- {{{other_names}}}
- Marché de Kinindo
- Kinindo Market Location within Burundi
- Coordinates: 3°24′24″S 29°20′58″E﻿ / ﻿3.40675°S 29.34951°E

= Kinindo Market =

The Kinindo Market (Marché de Kinindo) is a public market in Bujumbura, Burundi.

==Events and issues==
===Original market===
In October 2010 the mayor of Bujumbura decided to make some of the municipal markets more specialized.
Kinindo Market would be a center for storage, supply and wholesale of food products.
Wholesalers selling dried fish, hardware and second-hand clothes would be transferred to the modern Buyenzi Market.
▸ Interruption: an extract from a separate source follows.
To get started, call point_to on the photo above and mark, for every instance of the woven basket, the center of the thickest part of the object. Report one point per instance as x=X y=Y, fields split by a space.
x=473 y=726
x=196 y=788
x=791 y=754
In August 2011 there were 68 traders in 65 shops and stands.
The police closed the stands of the second hand clothes stores, so they would move to Buyenzi Market.
The vendors did not want to move, since they had spent a lot to set up their stands and would lose their customers if they moved.
The president of the General Traders Union (Sygeco) asked the Burundian mediator to help in the dispute, copying the Minister of Industry, Trade and Tourism and the Minister of Privatization and Good Governance.

===Rehabilitation===

In 2016 seven markets in Bujumbura were closed so they could be rehabilitated with funding from the European Union.
Traders were given a deadline of 18 January 2016 to vacate their stalls.
Temporary sites were allocated for the markets.
Kinama Market was given the Kinama zone football field, Ngagara Market had the Methodist Church field, Musaga Market had the SOCARTI field, Kinindo Market had the Kibenga field and Ruziba Market was relocated to a place called Kigobe beside the Mugere River.
Some traders moved to the temporary markets, and others to different markets that remained open.
The temporary market of Kibenga was in a poor site due to its proximity to the Kanyosha River.

===New market===
The market reopened on 3 July 2018, the second of the seven markets to be reopened.
Two days later there was still the sound of welding, since the work was not complete.
Some stands still had no doors, and others were closed.
There was a large open space on the left side of the market for sale of second hand clothes, and another on the right side with goods such as mattresses.
In the center there were a few fruit and vegetable traders with small quantities of produce, but no customers.

In July 2018, a week after the market reopened, about 50 traders had not yet received sales stalls.
1,200 stalls had been planned for the market, but few of them were functional.
The company who was doing the work had not completed it, so some stalls still had to be renovated.
The company returned the money to the traders so they could do the work themselves.

The mayor of Bujumbura decided to transfer all bus parking lots with connections to the south of the country to Kinindo Market, effective August 2021.
On the first day, buses were parked haphazardly and were sinking into the sand and gravel of the parking lot.
There was no shelter for waiting passengers.
The parking lot did not have latrines, although there were said to be latrines in the market.
The bus agencies had not all moved to the market.